Scientific inquiry is a step forward through various contradictions, verified (or disproved) step by step by various studies. In the article, we have included the findings of many large clinical trials, but some of the results of clinical trials have some contradictions, such as the effect of vitamin D levels and antidepressant drugs on the risk of T2DM. Some previous studies have concluded that vitamin D supplementation can prevent T2DM, and the use of antidepressants increases the risk of T2DM, but there are also some studies that do not support this conclusion, which is contradictory. In the later stage, we should pay more attention to the contradictory viewpoints in the previous clinical trials, carry out more in-depth explorations, and carry out more high-quality clinical studies through a complete protocol design so as to provide more high-level evidence-based basis for guiding the clinical practice, and extend the study from whether there is a risk association to the direction of the association (positive correlation/negative correlation), the number of associations (single correlation/complex correlation/biased correlation), and the strength of the association (significant correlation/highly correlated correlation). We should continue to think about and improve the results in order to provide more scientific support for disease prevention.

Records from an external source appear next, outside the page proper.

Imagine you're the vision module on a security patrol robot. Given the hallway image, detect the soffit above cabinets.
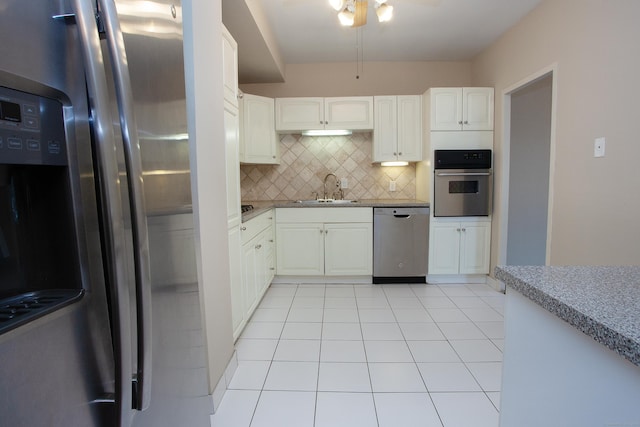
[222,0,541,84]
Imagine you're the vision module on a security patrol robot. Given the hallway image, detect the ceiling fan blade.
[352,0,368,28]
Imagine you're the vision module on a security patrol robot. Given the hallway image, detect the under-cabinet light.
[380,162,409,166]
[302,129,352,136]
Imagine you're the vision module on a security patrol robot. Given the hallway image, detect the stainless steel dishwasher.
[373,207,429,283]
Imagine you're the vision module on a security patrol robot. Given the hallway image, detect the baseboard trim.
[271,276,371,284]
[211,350,238,414]
[487,276,506,293]
[427,274,489,285]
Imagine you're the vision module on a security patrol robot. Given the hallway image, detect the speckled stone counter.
[495,266,640,366]
[242,199,429,222]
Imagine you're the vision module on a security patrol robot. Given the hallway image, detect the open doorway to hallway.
[506,72,553,265]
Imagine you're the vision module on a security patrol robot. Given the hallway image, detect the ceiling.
[222,0,541,83]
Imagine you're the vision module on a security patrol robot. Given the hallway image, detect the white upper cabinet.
[276,96,373,132]
[373,95,422,162]
[222,25,238,107]
[240,93,280,164]
[324,96,373,130]
[428,87,493,131]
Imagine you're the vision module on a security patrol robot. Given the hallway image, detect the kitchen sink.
[296,199,358,205]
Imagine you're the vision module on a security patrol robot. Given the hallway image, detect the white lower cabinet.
[234,210,275,339]
[429,219,491,275]
[276,207,373,276]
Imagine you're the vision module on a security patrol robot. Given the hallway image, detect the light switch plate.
[593,137,605,157]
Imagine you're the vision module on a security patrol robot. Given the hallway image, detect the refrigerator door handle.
[99,0,152,410]
[73,0,133,425]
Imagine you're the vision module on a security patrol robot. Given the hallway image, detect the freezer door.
[99,0,212,426]
[0,0,115,427]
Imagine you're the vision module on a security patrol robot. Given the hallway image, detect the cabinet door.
[242,239,259,317]
[324,223,373,276]
[276,223,324,276]
[429,222,461,274]
[324,96,373,130]
[223,102,242,229]
[460,222,491,274]
[229,227,248,339]
[397,95,422,162]
[222,25,238,107]
[429,87,462,130]
[240,94,280,164]
[264,219,276,284]
[275,98,324,131]
[462,87,493,130]
[373,96,398,162]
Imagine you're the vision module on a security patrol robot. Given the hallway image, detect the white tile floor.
[211,284,503,427]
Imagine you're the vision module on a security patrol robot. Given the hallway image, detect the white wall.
[471,0,640,265]
[183,0,233,393]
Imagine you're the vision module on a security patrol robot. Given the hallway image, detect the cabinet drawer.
[276,207,373,223]
[240,209,273,244]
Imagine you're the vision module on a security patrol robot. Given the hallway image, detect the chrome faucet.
[323,173,338,199]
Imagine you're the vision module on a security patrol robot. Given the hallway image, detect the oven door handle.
[436,172,491,176]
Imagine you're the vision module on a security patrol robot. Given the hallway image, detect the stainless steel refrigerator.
[0,0,212,427]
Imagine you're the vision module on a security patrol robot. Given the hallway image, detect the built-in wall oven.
[433,150,493,217]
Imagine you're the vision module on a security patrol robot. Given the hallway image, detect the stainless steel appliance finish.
[373,207,429,283]
[433,150,493,217]
[0,0,211,426]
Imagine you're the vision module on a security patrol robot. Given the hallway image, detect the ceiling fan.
[329,0,393,27]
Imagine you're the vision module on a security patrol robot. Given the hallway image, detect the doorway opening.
[500,69,555,265]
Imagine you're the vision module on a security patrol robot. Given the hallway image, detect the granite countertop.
[495,266,640,366]
[242,199,429,222]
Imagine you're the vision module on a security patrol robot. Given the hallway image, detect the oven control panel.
[0,86,67,165]
[434,150,491,169]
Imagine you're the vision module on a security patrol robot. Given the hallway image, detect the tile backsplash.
[240,132,416,201]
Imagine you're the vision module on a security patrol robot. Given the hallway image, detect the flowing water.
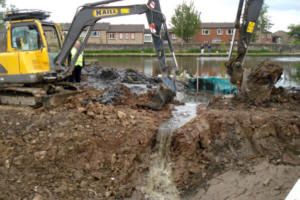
[141,93,200,200]
[85,57,300,200]
[87,56,300,88]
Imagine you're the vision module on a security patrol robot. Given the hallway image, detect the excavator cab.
[0,0,178,109]
[0,11,62,84]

Limitations in the study population

Among the immutable social factors, we found that there are relatively few studies on ethnicity, and it is very important to consider the ethnic background when establishing risk stratification for clinical management in the era of precision medicine. Currently, there is a lack of high-quality, large-sample ethnicity studies to clarify the risk groups for T2DM in different ethnic populations, and most are single-country studies concentrated in Western countries, which results in a lack of ethnic diversity. In order to prevent further deterioration of existing health disparities, subsequent studies need to incorporate multi-country, multi-ethnic studies in order to obtain more generalizable and impactful results. There is a lack of uniformity and accuracy in the impact of blood glucose, blood lipids, blood uric acid, and other testing indicators on the risk of T2DM in the current study, and it is not possible to clarify what levels of blood glucose, blood lipids, and other testing indicators will form a qualitative change that will increase the risk of T2DM, and there is a lack of global consensus, which prevents clinicians from providing clear guidance, and does not help them to set up strict and clear blood glucose and blood lipid targets for their patients to manage disease risk. More high-level evidence-based studies are needed to help us form worldwide consensus guidelines to help clinicians make prevention and treatment decisions.

CONCLUSION

This article is a narrative review of T2DM risk factors, aiming to provide clinicians with a reference for T2DM prevention strategies, and timely identification and early warning of high-risk groups, thus delaying the onset of the disease. By optimizing treatment regimens and identifying potential drug targets, the preventive effect can be effectively improved. In the future, these risk factors can be translated into scales or disease prediction models to predict and estimate individual risk of disease. Although some of the findings can be directly applied to the clinic, not all of them need to be evaluated in the context of the actual clinical situation. Predictive models based on the risk factor identification and categorization in this review can help in the design of community-based multilevel screening strategies and can provide strong support for the development of public health policies and the improvement of related industry standards, especially in the discipline of endocrinology, metabolism, and other related medical fields. Overall, this paper provides important reference information on the prevention and treatment of T2DM, promotes multidisciplinary collaboration, improves risk assessment, and provides a professional research basis for clinical practice and industry decision-making.